✍️ Kaldığım Yerden Yazılar

Bu blog suskunluğu yırtmaya çalışan birinin özgür olduğu bir yerdir.
lütfen evinde hisset, hoş geldin.

5 Haziran 2025 Perşembe

Ben, Sokak Lambası


Hey, merhaba... Benim benim kim konuşuyor diye bakma öyle. Kaldır kafanı biraz, çok güzel. Biraz sola şimdi. Olmadı az sağa, biraz daha kaldır aşağıda değilim yerlere bakma biraz daha kaldır. Heh! İşte benim! Ne o beğenmedin mi? Pek bir surat astın. Sen de haklısın bir sokak lambasının konuşmasını beklemiyordun değil mi? Bu sokakta yirmi yıl var ki dikilir dururum. Bu benim işim. Buraya dikildiğim günü dün gibi hatırlıyorum. Ne gündü ama! Tangır tungur sallana sallana kamyon kasasında buraya gelmiş, işçilerin şakalaşmaları arasında emekliliği gelmiş suratsız bir belediye işçisinin nasırlı elleri tarafından bugün olduğum yere çakılmıştım.

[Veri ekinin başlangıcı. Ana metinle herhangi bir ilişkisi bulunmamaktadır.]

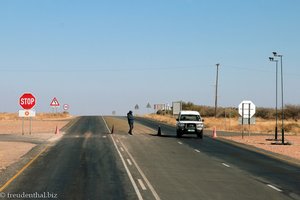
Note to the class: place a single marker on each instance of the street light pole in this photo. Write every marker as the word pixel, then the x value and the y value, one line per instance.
pixel 282 112
pixel 276 127
pixel 216 94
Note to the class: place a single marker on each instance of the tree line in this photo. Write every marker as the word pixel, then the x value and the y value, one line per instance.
pixel 290 111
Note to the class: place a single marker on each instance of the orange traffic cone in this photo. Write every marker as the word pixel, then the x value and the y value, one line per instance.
pixel 57 130
pixel 159 131
pixel 214 132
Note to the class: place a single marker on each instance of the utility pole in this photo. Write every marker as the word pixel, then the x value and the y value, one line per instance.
pixel 216 94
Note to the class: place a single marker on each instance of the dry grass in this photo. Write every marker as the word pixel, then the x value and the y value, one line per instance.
pixel 39 116
pixel 261 126
pixel 11 123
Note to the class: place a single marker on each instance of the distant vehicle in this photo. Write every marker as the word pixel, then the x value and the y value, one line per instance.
pixel 189 122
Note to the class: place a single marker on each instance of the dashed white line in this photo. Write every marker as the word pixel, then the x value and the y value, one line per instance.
pixel 136 189
pixel 225 165
pixel 274 188
pixel 142 184
pixel 142 174
pixel 129 162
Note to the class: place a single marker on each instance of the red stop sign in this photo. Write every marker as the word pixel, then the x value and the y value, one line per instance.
pixel 27 101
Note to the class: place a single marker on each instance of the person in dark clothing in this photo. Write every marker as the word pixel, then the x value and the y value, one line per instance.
pixel 130 121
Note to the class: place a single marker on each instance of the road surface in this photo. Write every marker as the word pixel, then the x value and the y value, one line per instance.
pixel 90 163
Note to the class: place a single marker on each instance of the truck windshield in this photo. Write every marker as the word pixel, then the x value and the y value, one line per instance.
pixel 190 117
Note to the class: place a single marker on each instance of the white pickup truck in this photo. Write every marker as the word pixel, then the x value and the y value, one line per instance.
pixel 189 122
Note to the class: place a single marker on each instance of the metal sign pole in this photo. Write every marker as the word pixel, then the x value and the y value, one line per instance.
pixel 243 121
pixel 249 119
pixel 30 125
pixel 22 125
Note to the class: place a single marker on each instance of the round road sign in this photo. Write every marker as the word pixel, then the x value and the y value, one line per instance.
pixel 27 101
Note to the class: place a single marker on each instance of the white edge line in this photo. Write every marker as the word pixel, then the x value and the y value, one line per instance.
pixel 142 174
pixel 129 162
pixel 142 184
pixel 275 188
pixel 225 165
pixel 136 189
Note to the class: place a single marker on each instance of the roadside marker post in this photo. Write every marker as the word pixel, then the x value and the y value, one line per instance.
pixel 159 131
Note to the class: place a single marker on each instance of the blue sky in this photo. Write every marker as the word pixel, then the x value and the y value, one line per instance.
pixel 100 56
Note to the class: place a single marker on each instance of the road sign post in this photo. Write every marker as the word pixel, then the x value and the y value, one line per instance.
pixel 27 101
pixel 54 104
pixel 247 110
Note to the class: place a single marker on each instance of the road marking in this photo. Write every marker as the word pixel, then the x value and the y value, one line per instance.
pixel 129 162
pixel 142 174
pixel 22 170
pixel 275 188
pixel 136 189
pixel 225 165
pixel 142 184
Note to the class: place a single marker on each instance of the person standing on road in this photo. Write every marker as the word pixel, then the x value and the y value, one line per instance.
pixel 130 121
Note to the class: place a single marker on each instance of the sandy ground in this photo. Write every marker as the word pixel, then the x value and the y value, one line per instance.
pixel 11 151
pixel 263 129
pixel 261 142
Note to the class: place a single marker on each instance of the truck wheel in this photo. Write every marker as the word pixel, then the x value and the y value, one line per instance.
pixel 200 134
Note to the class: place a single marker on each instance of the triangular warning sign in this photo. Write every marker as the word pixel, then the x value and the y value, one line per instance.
pixel 54 103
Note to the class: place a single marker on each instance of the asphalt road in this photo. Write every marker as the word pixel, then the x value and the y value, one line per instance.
pixel 89 163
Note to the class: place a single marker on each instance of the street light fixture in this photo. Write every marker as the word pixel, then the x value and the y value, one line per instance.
pixel 282 113
pixel 216 94
pixel 276 127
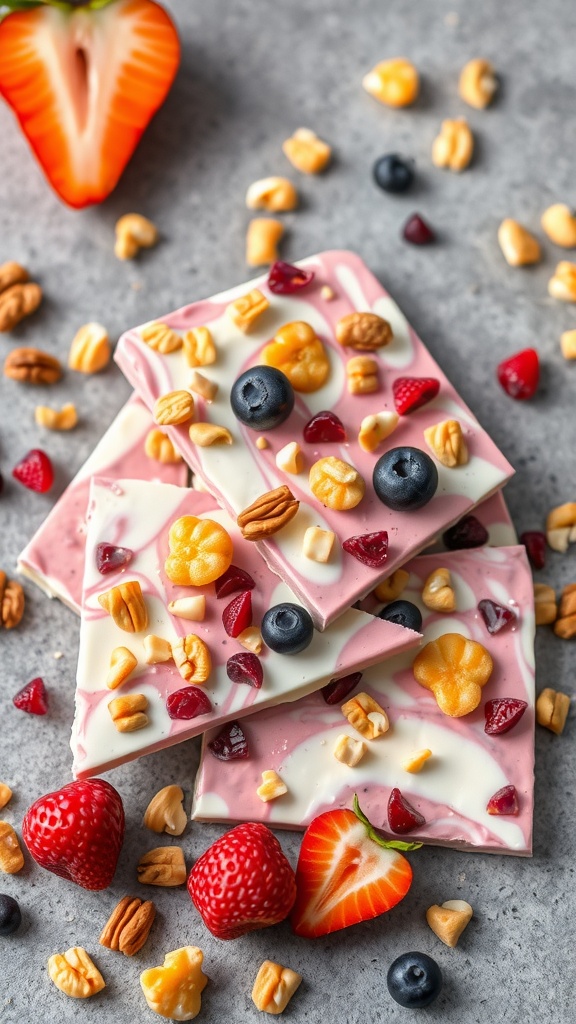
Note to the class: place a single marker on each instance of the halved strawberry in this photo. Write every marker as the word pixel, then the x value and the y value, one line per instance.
pixel 346 873
pixel 84 83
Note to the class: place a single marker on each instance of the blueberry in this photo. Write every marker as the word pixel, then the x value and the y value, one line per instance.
pixel 393 173
pixel 403 613
pixel 261 397
pixel 287 629
pixel 414 980
pixel 10 915
pixel 405 478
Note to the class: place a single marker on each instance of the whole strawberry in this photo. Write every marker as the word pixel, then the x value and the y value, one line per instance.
pixel 77 832
pixel 243 882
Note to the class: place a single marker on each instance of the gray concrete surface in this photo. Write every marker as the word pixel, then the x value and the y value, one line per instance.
pixel 253 71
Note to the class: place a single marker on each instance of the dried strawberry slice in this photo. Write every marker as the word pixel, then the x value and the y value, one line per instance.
pixel 496 616
pixel 502 714
pixel 189 702
pixel 285 279
pixel 231 743
pixel 503 802
pixel 232 581
pixel 370 549
pixel 337 689
pixel 238 614
pixel 402 816
pixel 325 427
pixel 32 697
pixel 245 668
pixel 110 558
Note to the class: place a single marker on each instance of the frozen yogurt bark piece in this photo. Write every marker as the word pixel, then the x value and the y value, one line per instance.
pixel 54 557
pixel 137 516
pixel 240 472
pixel 466 767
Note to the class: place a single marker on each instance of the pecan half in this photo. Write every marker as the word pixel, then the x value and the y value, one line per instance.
pixel 268 514
pixel 31 366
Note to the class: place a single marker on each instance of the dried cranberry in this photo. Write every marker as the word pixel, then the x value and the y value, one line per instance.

Bu yirmi yılda neler görmedim ki... Mahalle maçlarında kale direği oldum çocuklar için. Gollerine beraber sevindik. Kaçırdıklarına beraber üzüldük. Yeri geldi “öyle vurulur mu be” diye çıkıştık takım arkadaşımıza. Gece karanlığında aşıkların çatısı oldu ışık hüzmelerim. Niceleri geldi bu ıssız karanlık sokağımızda altıma. Karanlığı tırnaklayıp söken ışığımda içleri ısındı. Birbirlerine sarılırlarken söyledikleri aşk şarkılara beraber eşlik ettim. Alt sokakta oturan bir Helin vardı ben yeni geldiğimde en fazla yirmi yaşlarındaydı. Sevgilisi Yunus ile el ele buraya kadar gelirlerdi laf söz olur diye köşede ayrılırlardı. Helin, Yunus'u benim ışıklarıma emanet ederdi. Helin köşeyi dönmeden Yunus asla buradan ayrılmazdı elleri o gidene kadar inmezdi. Geçenlerde duydum Yunus yeni bir dükkan daha açmış Helin ise ikinci yeğenime hamileymiş. Mutlulukları daim olsun.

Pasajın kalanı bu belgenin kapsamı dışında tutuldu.